5c- Impact of Technology on Conducting Research of Secondary Sources

Though many of you are too young to have experienced a shift in the way library research is conducted, it is important to note the extent to which technology—specifically the computer—has affected secondary research.  Even as recently as fifteen years ago, most libraries organized and kept record of their volumes using a card catalog.  Each source was typed out on a 3×5 index card and placed in long narrow drawers.  These cards were organized in a few different ways: by author’s last name, by subject, by Dewey Decimal number.  This meant that any one source might appear in three different places in the catalog.

Living in the computer age, you immediately recognize the benefit of technology in more efficiently organized media collections: 1) there is no need for all the physical space required to store the card catalogue; 2) a data base allows for automatic cross-referencing and eliminates the “need” for multiple entries of any one source; 3) multiple-users can access any part of the database simultaneously; 4) data base sharing dramatically increases the number of sources to which one has access.  Overall, it may seem that technology has made secondary research easier, and therefore better than it used to be.

Computer technology has certainly made library/archival research quicker and easier, but be careful before assuming that this shift in means of organization—from analogue to digital—means that there is nothing you can learn from the past.  When you use a computer in order to search for sources, the search you conduct is only as good as the key words or ideas you enter into the search boxes.  That is, if you have a difficult time finding useful sources, you will get no help from the computer in reconsidering your key words.  That kind of help, however, may present itself in the form of old ways.
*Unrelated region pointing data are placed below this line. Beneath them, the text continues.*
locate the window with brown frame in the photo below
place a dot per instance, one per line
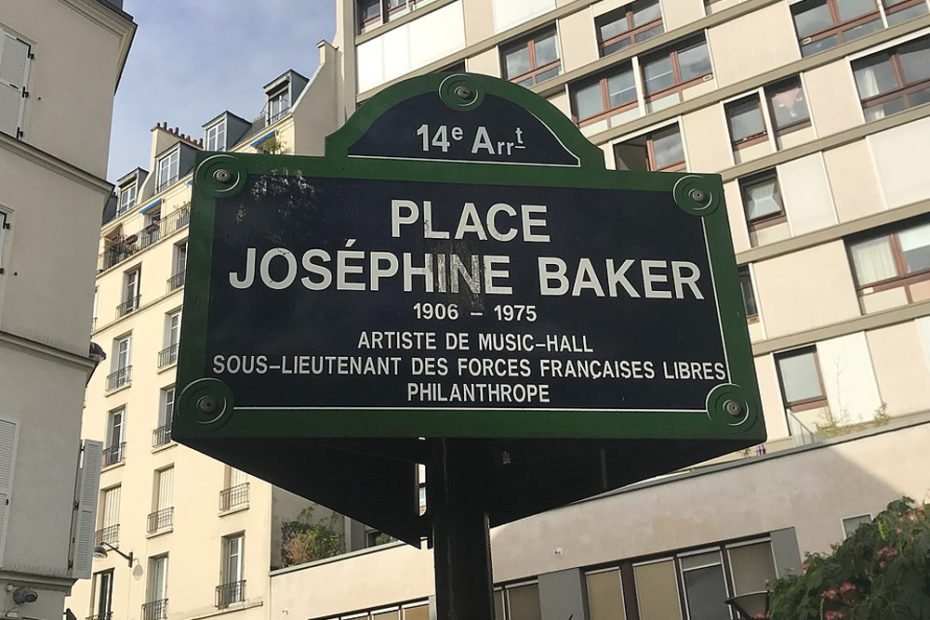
(629, 24)
(657, 151)
(676, 68)
(894, 79)
(800, 379)
(762, 200)
(605, 95)
(532, 60)
(895, 256)
(822, 24)
(899, 11)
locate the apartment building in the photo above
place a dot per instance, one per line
(184, 535)
(814, 114)
(54, 145)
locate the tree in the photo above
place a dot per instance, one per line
(881, 571)
(305, 540)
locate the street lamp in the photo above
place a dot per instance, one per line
(751, 605)
(100, 551)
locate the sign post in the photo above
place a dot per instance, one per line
(459, 283)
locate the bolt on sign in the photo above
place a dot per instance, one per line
(461, 264)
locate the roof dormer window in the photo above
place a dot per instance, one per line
(215, 140)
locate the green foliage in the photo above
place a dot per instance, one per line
(880, 572)
(305, 540)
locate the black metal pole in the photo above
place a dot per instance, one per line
(461, 544)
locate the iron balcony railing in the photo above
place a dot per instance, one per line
(155, 610)
(114, 454)
(229, 593)
(161, 436)
(161, 520)
(168, 356)
(119, 249)
(128, 306)
(234, 497)
(109, 534)
(119, 378)
(177, 280)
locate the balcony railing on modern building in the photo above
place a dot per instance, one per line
(108, 534)
(114, 454)
(128, 306)
(229, 593)
(168, 356)
(234, 497)
(119, 249)
(161, 520)
(155, 610)
(161, 436)
(177, 280)
(119, 378)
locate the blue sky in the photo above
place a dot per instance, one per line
(193, 59)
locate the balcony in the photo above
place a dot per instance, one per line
(168, 356)
(128, 306)
(119, 249)
(229, 593)
(114, 454)
(161, 436)
(161, 520)
(118, 379)
(234, 497)
(108, 534)
(155, 610)
(177, 280)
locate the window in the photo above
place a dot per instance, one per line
(122, 368)
(799, 377)
(532, 60)
(749, 295)
(895, 79)
(127, 198)
(851, 524)
(162, 434)
(762, 200)
(660, 150)
(629, 24)
(131, 283)
(822, 24)
(232, 588)
(116, 444)
(102, 603)
(606, 95)
(705, 585)
(897, 256)
(672, 70)
(899, 11)
(167, 168)
(108, 532)
(157, 589)
(169, 355)
(517, 602)
(161, 518)
(216, 137)
(15, 55)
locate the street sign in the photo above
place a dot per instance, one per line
(461, 264)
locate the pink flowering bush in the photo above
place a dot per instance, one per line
(881, 572)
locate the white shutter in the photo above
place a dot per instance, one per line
(87, 510)
(14, 55)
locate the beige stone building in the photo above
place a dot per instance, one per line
(815, 115)
(54, 142)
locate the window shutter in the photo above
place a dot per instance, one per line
(14, 56)
(86, 510)
(8, 436)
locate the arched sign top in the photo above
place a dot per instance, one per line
(463, 118)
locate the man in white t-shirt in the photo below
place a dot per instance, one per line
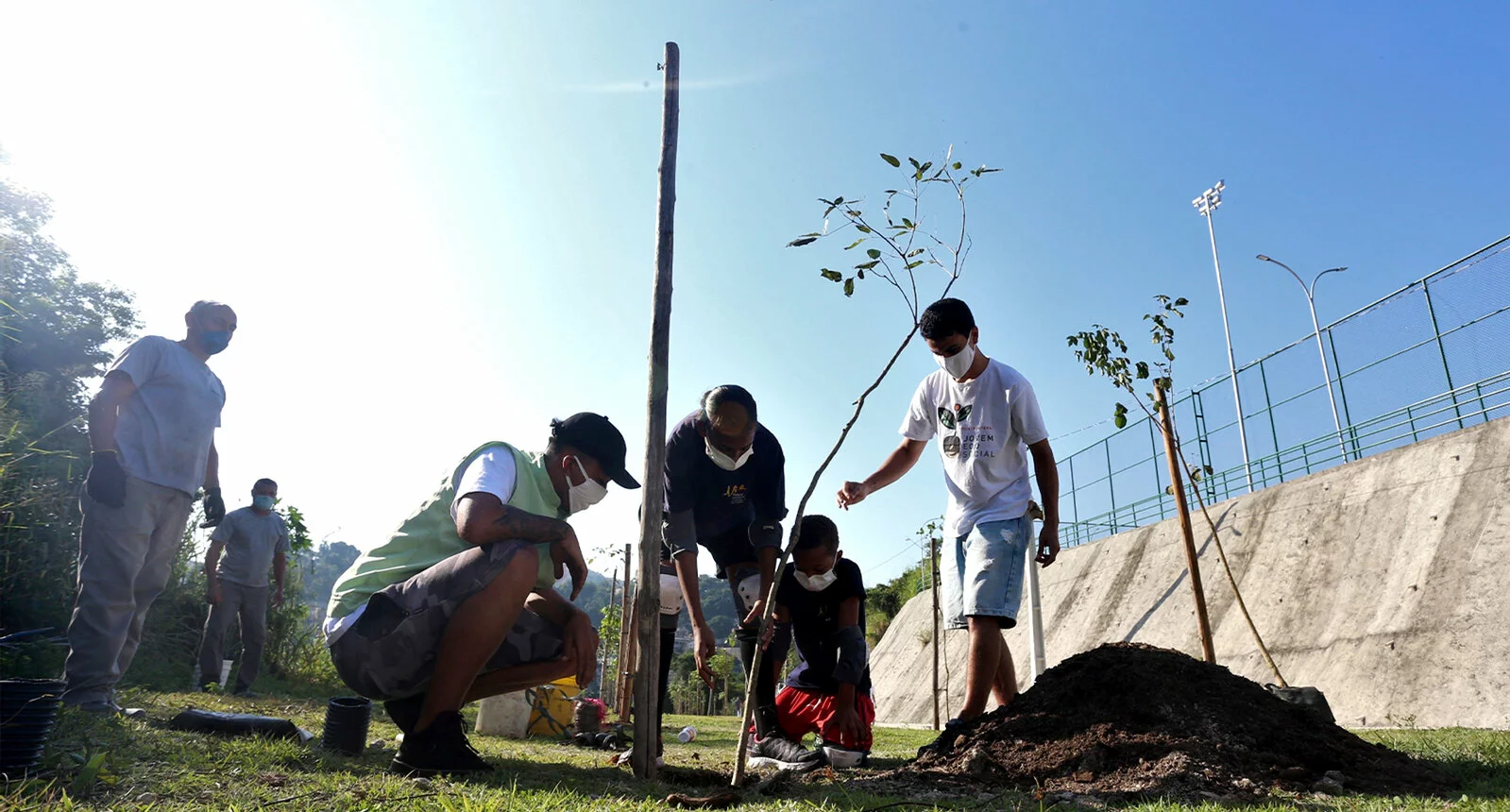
(988, 423)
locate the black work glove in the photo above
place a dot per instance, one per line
(106, 481)
(213, 507)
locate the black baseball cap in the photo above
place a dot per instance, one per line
(595, 436)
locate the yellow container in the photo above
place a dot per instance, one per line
(551, 706)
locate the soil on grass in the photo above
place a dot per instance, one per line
(1131, 720)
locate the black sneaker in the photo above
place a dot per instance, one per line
(781, 753)
(945, 741)
(438, 751)
(405, 713)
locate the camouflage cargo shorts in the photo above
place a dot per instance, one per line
(390, 652)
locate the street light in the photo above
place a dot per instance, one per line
(1315, 325)
(1207, 204)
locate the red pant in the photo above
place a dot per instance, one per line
(801, 713)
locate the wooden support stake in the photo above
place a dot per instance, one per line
(602, 666)
(647, 602)
(1182, 511)
(620, 698)
(933, 562)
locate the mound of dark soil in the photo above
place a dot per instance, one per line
(1136, 720)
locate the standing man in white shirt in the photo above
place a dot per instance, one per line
(236, 583)
(988, 423)
(151, 439)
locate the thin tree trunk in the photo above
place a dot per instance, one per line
(1182, 511)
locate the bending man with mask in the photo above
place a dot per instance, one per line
(726, 491)
(459, 602)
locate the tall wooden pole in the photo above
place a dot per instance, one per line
(1182, 511)
(933, 579)
(647, 683)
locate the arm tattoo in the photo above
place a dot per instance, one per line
(521, 524)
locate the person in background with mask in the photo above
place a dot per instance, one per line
(151, 441)
(821, 604)
(988, 423)
(459, 604)
(726, 491)
(236, 584)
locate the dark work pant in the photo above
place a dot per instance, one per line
(668, 651)
(766, 681)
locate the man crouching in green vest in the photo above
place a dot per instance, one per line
(459, 602)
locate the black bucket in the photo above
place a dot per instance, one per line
(27, 711)
(346, 720)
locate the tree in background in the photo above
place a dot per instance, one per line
(55, 332)
(320, 567)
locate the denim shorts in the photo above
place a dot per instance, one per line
(982, 572)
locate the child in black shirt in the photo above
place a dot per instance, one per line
(821, 604)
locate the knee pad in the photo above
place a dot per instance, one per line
(748, 589)
(670, 595)
(841, 758)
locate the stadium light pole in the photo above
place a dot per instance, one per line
(1315, 325)
(1207, 204)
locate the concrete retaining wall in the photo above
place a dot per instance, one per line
(1385, 583)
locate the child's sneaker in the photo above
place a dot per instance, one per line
(781, 753)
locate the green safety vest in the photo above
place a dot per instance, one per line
(429, 536)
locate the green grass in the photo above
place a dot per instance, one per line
(138, 766)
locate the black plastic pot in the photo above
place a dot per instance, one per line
(346, 720)
(27, 711)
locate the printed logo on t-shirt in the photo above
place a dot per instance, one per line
(976, 441)
(955, 418)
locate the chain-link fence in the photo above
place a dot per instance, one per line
(1426, 360)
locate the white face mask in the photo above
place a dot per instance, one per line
(585, 496)
(723, 461)
(958, 364)
(816, 583)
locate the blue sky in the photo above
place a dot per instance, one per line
(436, 221)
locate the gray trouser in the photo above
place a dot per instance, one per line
(126, 556)
(249, 604)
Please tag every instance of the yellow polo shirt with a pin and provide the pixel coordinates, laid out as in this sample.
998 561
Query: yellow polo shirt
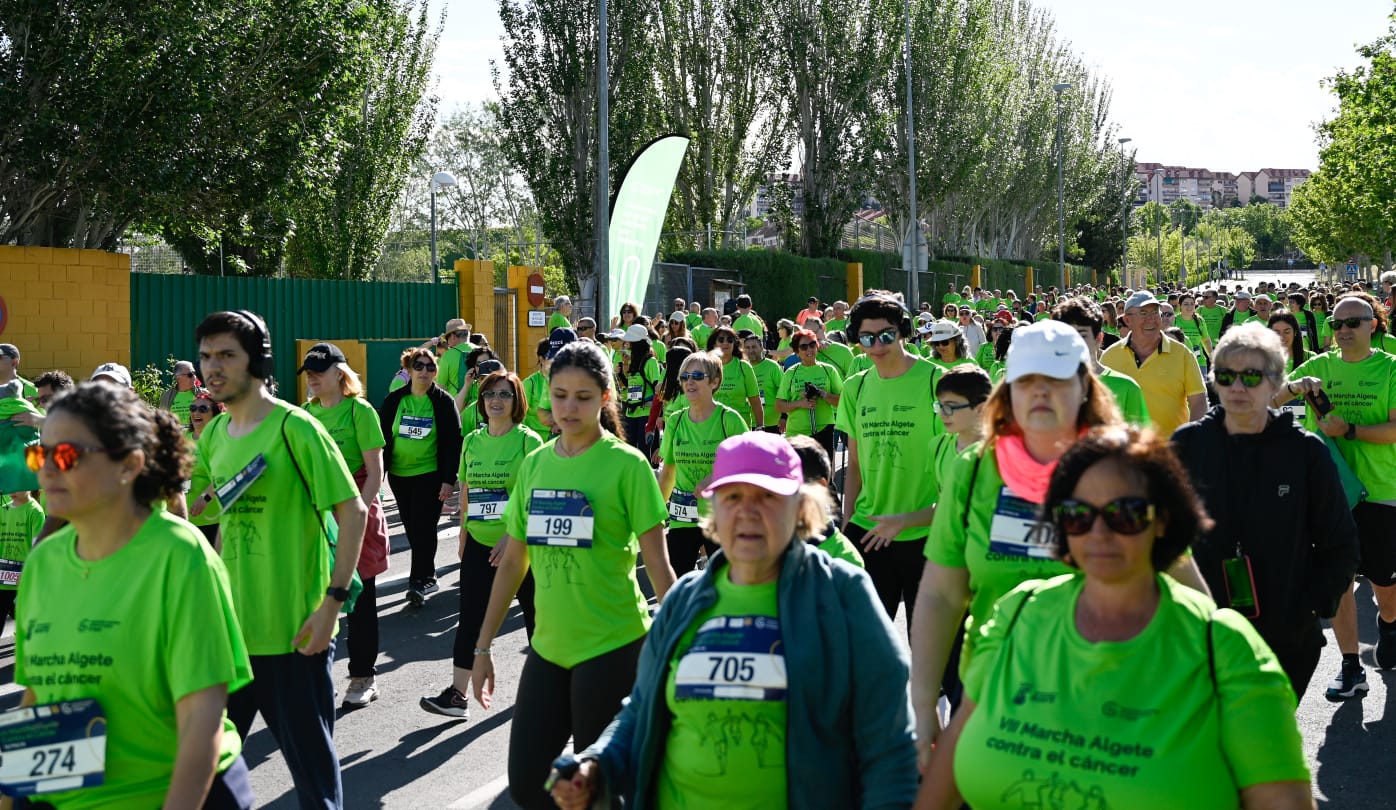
1167 379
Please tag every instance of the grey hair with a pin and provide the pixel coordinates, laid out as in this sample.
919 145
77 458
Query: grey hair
1252 337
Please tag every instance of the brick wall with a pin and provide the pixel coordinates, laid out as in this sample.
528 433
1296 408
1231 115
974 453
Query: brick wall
66 309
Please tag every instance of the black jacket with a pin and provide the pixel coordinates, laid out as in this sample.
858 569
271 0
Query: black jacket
1278 495
446 419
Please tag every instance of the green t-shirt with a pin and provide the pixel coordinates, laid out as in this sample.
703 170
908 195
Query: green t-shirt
274 538
179 405
413 450
1063 722
137 630
1128 395
996 548
353 425
535 390
1363 394
640 388
836 355
730 750
487 471
690 447
768 381
739 384
20 523
892 422
588 599
792 390
748 321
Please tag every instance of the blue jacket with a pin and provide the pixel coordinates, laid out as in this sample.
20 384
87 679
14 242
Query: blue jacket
849 733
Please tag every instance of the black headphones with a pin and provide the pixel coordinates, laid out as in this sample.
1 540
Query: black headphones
260 365
903 326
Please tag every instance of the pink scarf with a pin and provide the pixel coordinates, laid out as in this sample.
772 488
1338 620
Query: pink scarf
1025 475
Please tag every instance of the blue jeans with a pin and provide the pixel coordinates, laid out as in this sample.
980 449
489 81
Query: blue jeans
296 696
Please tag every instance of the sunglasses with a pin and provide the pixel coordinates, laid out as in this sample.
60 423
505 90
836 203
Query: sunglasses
1127 516
1250 377
885 337
64 455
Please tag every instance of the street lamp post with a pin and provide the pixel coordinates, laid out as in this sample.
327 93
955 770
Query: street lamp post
1124 214
1061 208
439 180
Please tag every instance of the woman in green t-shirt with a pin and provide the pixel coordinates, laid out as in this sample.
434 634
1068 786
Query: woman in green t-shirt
489 461
129 606
687 451
581 507
422 433
1070 658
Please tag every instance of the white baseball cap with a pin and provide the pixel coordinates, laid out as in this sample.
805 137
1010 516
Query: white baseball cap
1049 348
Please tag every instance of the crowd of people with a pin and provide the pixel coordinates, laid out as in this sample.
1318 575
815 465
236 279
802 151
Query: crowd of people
1065 490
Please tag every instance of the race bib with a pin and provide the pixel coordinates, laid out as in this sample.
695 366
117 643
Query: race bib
52 747
486 504
733 658
235 486
683 506
560 517
413 426
1011 531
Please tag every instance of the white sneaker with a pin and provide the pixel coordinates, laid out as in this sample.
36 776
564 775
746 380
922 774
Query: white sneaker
362 691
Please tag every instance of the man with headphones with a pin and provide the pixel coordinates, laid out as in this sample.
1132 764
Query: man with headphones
888 414
277 471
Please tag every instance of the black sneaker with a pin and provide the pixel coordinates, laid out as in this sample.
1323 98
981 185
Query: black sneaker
450 703
1385 644
1350 682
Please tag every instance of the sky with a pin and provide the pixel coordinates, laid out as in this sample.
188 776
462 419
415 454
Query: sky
1229 85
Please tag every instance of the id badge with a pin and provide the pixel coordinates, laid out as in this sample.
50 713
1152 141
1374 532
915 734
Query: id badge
733 658
49 747
413 426
1240 585
238 485
1011 529
560 517
683 506
486 504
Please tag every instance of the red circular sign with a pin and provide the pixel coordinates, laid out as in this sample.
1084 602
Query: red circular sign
535 289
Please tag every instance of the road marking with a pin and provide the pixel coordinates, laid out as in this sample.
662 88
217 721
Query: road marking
480 795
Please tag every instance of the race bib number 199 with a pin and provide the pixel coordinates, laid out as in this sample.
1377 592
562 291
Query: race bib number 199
560 517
If you are having a difficult time finding sources and identifying key words using a computer database or online catalogue, return to some of the methods of creative research associated with “pre-digital” research:

  • Rubbernecking: If all you can find is one or two sources, quit looking online for the moment and go directly to the library.  Take the call numbers any of the book sources you did find and use them as a guide to the shelves to start your search. For example, if you notice that you have found a few 302.75 call numbers in your digital search, find that shelf in your library. As soon as you identify a source, or better yet a pattern, regarding where related sources may be shelved, go there. Take the time to “rubberneck” around in the shelves, looking at titles, Tables of Contents, and bibliographies. Be open to inspiration and to the possibility of finding something you didn’t even know you were looking for.
  • Bibliography plundering:  If you have the experience of finding one “really good” source, look to that source for more answers.  Plunder the Bibliography or Works Cited pages of that volume and go and get the sources that author uses in order to make his/her argument.  Of course it is best to skim the source you have, to read enough of it in order to identify some of the more relevant citations of that author before randomly choosing alternate authors from the Bibliography.  You may want to read through some of the professional ethnographic writing included in Chapter 16 and begin some of your plundering – for sources, for key words, etc.– there. Sometimes it is difficult for some students to understand that Bibliography plunder is not cheating.  It is a strategy for tracing the logic of an academic argument.  You find a relevant work and then that work makes clear to you the works the author found relevant, etc.  This is the process of knowledge building that researchers participate in.

For best results, combine the two hints above with a digital research process.  Technology provides you with speed and access, but it cannot do the thinking for you.  The physical act of going to shelves, of looking through books, inspires thought, helps you to look for connections between and among ideas.  The collection of secondary sources should be thought of as an active pursuit.  This isn’t something you can count on accomplishing in the time and space of a single class, or on your lunch hour.  You will need a lot of time and a decent amount of energy in order to find sources worth reviewing.  However, if you engage in creative secondary research for your project, you will achieve a certain level of comfort with library research.  And, who knows, you may even come to find the whole process enjoyable!